In Monday’s Globe and Mail came an article about a beer aimed at Quebec’s sovereignty, L’Indépendante – Vive la bière libre. The main angle here was seeing the release of a beer whose profits are donated to the separatist movement as frustration that sovereignty has taken a back seat in the provincial elections.
Although it was good of the national daily to pick up the story, there were a couple of areas where the writer, Ingrid Peritz, missed the point. For one, she risked editorializing by claiming that a new beer might now be the only shot Quebec sovereignty. “The light ale may be the best hope of putting independence in the grasp of Quebeckers in the short term,” she wrote.
For another, her research on other nationalist breweries pointed her to an ad campaign by Labatt, the InBev owned mega-brewery FROM ONTARIO. A corporation would feign support of a political cause to sell a product? Say it ain’t so. A better example might be the immensely popular beer whose label has a shining symbol of pride on it.
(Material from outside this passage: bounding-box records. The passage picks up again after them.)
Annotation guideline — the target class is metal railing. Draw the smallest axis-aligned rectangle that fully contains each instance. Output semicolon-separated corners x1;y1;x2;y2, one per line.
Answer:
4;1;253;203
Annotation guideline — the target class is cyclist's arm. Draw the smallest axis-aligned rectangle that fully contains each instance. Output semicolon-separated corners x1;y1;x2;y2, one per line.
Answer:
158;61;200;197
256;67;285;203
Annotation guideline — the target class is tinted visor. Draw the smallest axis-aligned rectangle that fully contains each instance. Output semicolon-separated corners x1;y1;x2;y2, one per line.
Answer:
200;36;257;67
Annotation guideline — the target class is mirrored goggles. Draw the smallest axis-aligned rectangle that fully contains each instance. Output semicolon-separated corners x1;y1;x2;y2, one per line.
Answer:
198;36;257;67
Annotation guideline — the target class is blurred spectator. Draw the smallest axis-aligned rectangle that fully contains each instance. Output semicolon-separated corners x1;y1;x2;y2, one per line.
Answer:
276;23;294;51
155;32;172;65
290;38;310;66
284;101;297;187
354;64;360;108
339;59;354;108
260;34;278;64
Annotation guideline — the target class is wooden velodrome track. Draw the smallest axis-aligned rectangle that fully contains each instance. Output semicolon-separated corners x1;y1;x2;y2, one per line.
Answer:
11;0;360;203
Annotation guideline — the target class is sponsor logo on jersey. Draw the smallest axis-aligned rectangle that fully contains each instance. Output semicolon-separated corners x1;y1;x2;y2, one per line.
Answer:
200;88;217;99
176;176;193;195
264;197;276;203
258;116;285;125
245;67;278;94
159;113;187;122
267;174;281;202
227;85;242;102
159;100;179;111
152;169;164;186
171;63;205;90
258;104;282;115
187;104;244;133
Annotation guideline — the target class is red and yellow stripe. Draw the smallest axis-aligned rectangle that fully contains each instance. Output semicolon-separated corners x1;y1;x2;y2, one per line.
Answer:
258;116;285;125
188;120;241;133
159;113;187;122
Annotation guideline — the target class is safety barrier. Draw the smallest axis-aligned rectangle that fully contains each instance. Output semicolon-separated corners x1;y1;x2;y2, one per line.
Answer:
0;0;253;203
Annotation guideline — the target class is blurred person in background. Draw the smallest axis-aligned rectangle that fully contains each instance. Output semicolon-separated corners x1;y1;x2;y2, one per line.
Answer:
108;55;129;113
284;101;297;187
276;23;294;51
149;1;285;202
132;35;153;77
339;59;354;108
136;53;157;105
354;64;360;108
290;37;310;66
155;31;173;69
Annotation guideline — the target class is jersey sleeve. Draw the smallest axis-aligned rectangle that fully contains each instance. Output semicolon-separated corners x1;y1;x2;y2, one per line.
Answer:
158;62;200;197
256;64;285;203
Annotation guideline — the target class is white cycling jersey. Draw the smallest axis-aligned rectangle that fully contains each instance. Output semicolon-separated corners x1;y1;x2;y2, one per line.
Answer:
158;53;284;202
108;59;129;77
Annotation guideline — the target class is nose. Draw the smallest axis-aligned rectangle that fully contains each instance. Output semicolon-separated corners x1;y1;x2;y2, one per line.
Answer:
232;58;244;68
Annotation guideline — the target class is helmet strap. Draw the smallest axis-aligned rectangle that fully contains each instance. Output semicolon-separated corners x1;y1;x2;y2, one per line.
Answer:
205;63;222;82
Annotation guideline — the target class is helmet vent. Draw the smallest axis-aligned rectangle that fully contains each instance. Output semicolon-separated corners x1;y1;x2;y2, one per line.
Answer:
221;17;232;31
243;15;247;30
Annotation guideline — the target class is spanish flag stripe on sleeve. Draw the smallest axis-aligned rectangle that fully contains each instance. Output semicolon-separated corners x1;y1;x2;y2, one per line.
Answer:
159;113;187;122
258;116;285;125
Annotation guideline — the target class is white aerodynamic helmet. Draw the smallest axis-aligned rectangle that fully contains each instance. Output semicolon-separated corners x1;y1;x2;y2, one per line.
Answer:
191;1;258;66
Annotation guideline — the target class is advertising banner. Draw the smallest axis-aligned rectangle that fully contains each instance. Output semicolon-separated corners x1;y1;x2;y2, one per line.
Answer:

Last, a quote from a marketing prof at HEC-Montreal’s business school (and amateur beer socialogist) made news with the quote “Beer is practically Quebec’s identity. It’s really the national beverage of Quebeckers.” I would not disagree that this province loves the suds, but beer is far from embodying the Quebecois experience (unless you tack an asterisk next to “beer” that reads “Molson and Borèale”).
All this said, I think it is fantastic that a small Quebec brewery made national news. Thanks to Ms. Peritz for her work and to Mr. Cox for the link.